Liam Neeson Taken
Reuters/Kim Hong-Ji
Hey, Liam.
SPECIFIC SET OF SKILLS

The tourism slogan “Be taken by Albania” intentionally references kidnapping

By Rosie Spinks

Tourism slogans come in all forms, from the high-minded (Thailand’s “Open to the New Shades”), to the self-effacing (Nebraska’s “Honestly, it’s not for everyone”), to the designed-to-go-viral (Vilnius’s “G-Spot of Europe“).

But Albania’s new tourism slogan, announced at the end of February, is something altogether different. “Be Taken by Albania” appears to be a direct nod to the Balkan nation’s reputation for criminal activity—and of course the 2008 film Taken (and its sequels) starring Liam Neeson, where the actor plays a father desperate to find his daughter, who has been kidnapped by Albanian human traffickers.

You might assume that the country’s tourism board chose “Be Taken by Albania” without thinking about the unfortunate double meaning: They wanted you to “be taken” by the country’s dramatic coastline and welcoming residents, not evoke kidnapping, sex trafficking, criminals, or organized crime networks. The nation hopes to attract 10 million visitors annually, after all.

But a look at the website shows the slogan and accompanying campaign is indeed a direct reference to the country’s reputation as “a haven for thugs, criminals, and gangsters.” There is even an effort—complete with a petition—to get Liam Neeson himself to visit the country and be “taken” by its many charms. (Neeson does not appear to have commented on the campaign.)

“Hey Liam, we love watching your films, and we think you’re very talented,” the tourism video begins. “But we’ve got a bone to pick with you. You made people of the world think that we Albanians are criminals, thugs, and always on the lookout for daughters to kidnap.”

The video then goes on to showcase Albanians’ “specific set of skills” (a winking reference to Neeson’s character using a similar phrase to describe his violent black-ops training in the CIA), which include the nation’s “friendly smile,” “amazing history,” and “traditional handicrafts.”

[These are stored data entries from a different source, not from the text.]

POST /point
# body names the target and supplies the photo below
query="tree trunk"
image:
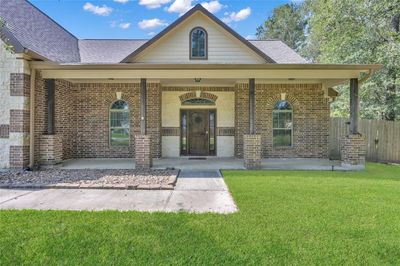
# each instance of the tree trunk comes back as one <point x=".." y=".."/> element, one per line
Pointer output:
<point x="390" y="98"/>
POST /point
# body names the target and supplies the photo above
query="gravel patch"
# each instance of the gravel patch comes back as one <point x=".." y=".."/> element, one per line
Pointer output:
<point x="112" y="179"/>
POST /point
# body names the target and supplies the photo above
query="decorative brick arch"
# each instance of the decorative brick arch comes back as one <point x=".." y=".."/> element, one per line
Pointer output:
<point x="271" y="101"/>
<point x="193" y="95"/>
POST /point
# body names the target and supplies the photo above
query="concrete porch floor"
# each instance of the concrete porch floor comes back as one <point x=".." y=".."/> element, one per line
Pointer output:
<point x="209" y="163"/>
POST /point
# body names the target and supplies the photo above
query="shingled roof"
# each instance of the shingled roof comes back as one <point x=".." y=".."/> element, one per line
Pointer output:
<point x="37" y="32"/>
<point x="31" y="29"/>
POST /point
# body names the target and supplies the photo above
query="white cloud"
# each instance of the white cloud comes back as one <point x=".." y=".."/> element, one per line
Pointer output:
<point x="180" y="6"/>
<point x="151" y="23"/>
<point x="212" y="6"/>
<point x="98" y="10"/>
<point x="151" y="4"/>
<point x="237" y="16"/>
<point x="124" y="25"/>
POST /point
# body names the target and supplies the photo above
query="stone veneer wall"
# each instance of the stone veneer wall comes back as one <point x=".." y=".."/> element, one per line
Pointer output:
<point x="310" y="119"/>
<point x="14" y="110"/>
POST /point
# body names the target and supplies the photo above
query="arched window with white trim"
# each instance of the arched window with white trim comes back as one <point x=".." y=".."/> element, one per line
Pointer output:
<point x="282" y="124"/>
<point x="198" y="43"/>
<point x="119" y="124"/>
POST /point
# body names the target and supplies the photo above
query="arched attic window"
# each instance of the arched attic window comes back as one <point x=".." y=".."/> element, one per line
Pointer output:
<point x="198" y="44"/>
<point x="119" y="123"/>
<point x="282" y="124"/>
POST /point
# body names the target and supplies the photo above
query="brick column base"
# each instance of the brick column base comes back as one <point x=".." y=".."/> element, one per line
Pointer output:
<point x="143" y="158"/>
<point x="353" y="151"/>
<point x="50" y="150"/>
<point x="252" y="151"/>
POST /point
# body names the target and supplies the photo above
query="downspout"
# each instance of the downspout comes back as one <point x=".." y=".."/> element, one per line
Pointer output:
<point x="32" y="119"/>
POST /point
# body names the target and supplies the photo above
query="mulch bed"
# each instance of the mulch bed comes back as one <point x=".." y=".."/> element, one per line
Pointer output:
<point x="90" y="179"/>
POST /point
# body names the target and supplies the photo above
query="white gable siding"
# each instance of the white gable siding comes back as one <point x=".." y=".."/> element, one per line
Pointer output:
<point x="222" y="46"/>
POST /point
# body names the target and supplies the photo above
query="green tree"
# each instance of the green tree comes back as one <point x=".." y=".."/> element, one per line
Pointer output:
<point x="364" y="32"/>
<point x="287" y="23"/>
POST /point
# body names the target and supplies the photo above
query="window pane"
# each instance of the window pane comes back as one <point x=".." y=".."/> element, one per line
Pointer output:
<point x="282" y="137"/>
<point x="283" y="105"/>
<point x="119" y="105"/>
<point x="119" y="136"/>
<point x="119" y="119"/>
<point x="198" y="42"/>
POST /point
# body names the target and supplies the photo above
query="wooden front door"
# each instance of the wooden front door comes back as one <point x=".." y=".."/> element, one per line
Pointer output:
<point x="198" y="132"/>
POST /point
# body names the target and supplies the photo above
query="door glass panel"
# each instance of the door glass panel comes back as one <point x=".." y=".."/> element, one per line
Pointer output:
<point x="184" y="132"/>
<point x="212" y="132"/>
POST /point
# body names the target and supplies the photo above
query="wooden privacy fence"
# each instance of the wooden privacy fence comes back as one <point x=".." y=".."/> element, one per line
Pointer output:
<point x="382" y="138"/>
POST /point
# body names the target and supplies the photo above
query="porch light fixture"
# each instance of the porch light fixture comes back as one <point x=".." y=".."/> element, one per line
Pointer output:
<point x="119" y="95"/>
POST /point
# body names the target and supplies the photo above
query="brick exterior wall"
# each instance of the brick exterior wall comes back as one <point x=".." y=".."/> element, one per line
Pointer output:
<point x="65" y="120"/>
<point x="252" y="151"/>
<point x="82" y="118"/>
<point x="154" y="117"/>
<point x="93" y="110"/>
<point x="310" y="119"/>
<point x="40" y="115"/>
<point x="51" y="151"/>
<point x="143" y="157"/>
<point x="19" y="121"/>
<point x="19" y="84"/>
<point x="4" y="131"/>
<point x="19" y="156"/>
<point x="241" y="117"/>
<point x="19" y="125"/>
<point x="353" y="151"/>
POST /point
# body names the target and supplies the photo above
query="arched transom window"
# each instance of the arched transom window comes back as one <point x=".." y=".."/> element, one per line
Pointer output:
<point x="282" y="124"/>
<point x="119" y="123"/>
<point x="198" y="43"/>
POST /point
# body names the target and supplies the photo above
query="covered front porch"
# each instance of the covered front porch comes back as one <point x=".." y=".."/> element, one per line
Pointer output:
<point x="209" y="163"/>
<point x="232" y="106"/>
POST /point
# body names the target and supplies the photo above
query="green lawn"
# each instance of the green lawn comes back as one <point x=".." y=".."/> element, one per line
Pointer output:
<point x="285" y="218"/>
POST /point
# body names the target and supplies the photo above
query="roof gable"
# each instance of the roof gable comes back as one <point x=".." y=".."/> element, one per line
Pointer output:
<point x="204" y="18"/>
<point x="28" y="27"/>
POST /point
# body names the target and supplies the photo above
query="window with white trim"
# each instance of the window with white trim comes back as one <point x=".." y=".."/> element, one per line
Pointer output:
<point x="119" y="123"/>
<point x="282" y="124"/>
<point x="198" y="43"/>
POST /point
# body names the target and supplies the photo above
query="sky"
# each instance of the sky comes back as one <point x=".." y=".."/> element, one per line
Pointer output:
<point x="142" y="19"/>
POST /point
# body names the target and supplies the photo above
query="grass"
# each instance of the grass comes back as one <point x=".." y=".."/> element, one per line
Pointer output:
<point x="285" y="217"/>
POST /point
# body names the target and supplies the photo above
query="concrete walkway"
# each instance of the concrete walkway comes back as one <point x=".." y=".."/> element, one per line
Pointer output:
<point x="195" y="191"/>
<point x="184" y="163"/>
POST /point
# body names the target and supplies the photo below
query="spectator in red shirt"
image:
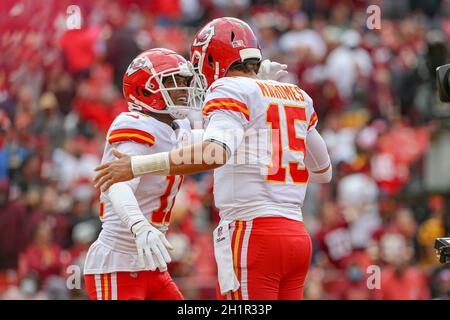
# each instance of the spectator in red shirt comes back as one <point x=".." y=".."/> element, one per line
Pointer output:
<point x="43" y="256"/>
<point x="400" y="280"/>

While the video is playful and well-produced—complete with the de rigueur drone footage—the reality is that organized crime and human trafficking remain serious problems in Albania. A 2018 report from the US State Department found that Albania continues to be “a source, transit, and destination country for men, women, and children subjected to sex trafficking and forced labor.” Though it noted the government had made some strides in addressing the situation, it says Albania still “does not fully meet the minimum standards for the elimination of trafficking.”

Albania’s tourism campaign makes a fair point: Countries that are off the beaten tourism path are often unfairly stereotyped by their depictions in films and popular culture. And there is little doubt that Albania’s gastronomy, culture, and landscape make it a nice place to visit. But directly drawing attention to (and vaguely poking fun at) the country’s human trafficking problem is perhaps taking the point a little too far.

One can only assume that Albania’s tourism board was hoping to replicate the viral infamy that Vilnius enjoyed with its bizarre “G Spot of Europe” campaign, which was a huge success in that it prompted a slew of articles and drew international attention to the capital of Lithuania. Whether or not either campaign or slogan will bring more tourists, however, is entirely up for debate.